It is actually decided by two factors: the delay from user to HTTP server and the delay between HTTP server to original server. So whenever DNS want HTTP server to measure its delay with the HTTP client what it actually measured is the total delay from HTTP server to original server and HTTP server to HTTP client.
A difficulty here is that we are unable to ping original server directly, the ICMP packet seems to be blocked by the server. The approach we used is using TCP probe to test the latency between HTTP server and original server. The idea is to asking for a page that does not exist in the original server, and original server will reply back a 404 page. The size of this page is identical to every HTTP server, so even if it tooks some time to transmit this page, this will not influence the comparison of delay of each server. We measure the delay from HTTP server sends out get message and the time it receive reply and use that as an estimation of RTT. We would like to point out that this estimated delay is very close to the delay measure by ping.

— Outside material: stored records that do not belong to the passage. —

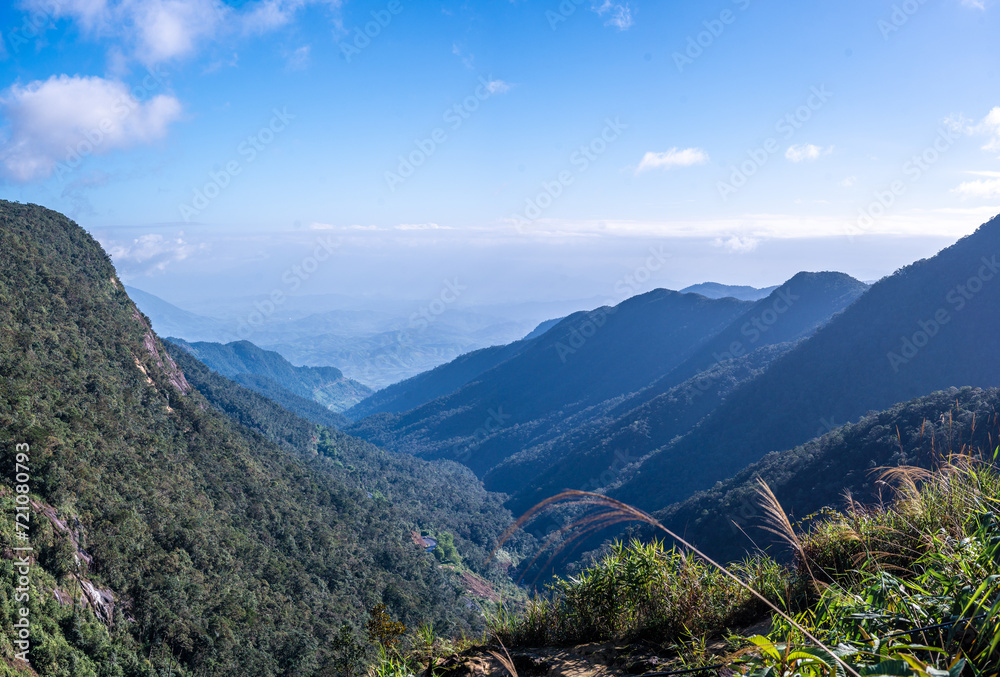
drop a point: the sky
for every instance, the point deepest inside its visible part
(524, 149)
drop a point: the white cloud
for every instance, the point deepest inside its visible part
(468, 60)
(806, 151)
(497, 87)
(150, 253)
(618, 14)
(672, 158)
(155, 31)
(991, 125)
(299, 59)
(168, 29)
(981, 188)
(65, 119)
(737, 244)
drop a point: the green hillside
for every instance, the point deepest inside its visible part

(2) What if the networking condition has changed?
With the varying condition in the network, it is highly possible that original good server will be not good anymore. It is essential to include some mechanism to update DNS cache in this case. The approach here is actually very straightforward: using TTL. Whenever we keep one record in the DNS cache, we also record the time when it is put in the cache. Then next time when the client comes again we check the difference between now time and the time when it is recorded. If it is larger than TTL we will let DNS server to get the latency information from HTTP servers again. But to guarantee that user can always get shortest latency, the searching for delay information is done after the IP address has been returned. Also we keep a unique signal in the record when it is being changing. This is to avoid the another client comes shortly and re ask the DNS to fetch HTTP server for delay information.
There are many other challenges, like how to maintain the DNS cache, how to provide multithread support, but we think the above two are the most important challenges in this project.
Many test are done, we only listed some of them here:
- Performance test of DNS server and HTTP server
- Performance test of CDN system, whether it can always reply with best server
- Performance of multi threading support, we write a multithread dig and wget to test whether the system can handle the multithread requests.
- Performance test of scripts, whether can we correctly deploy, run and stop the whole system.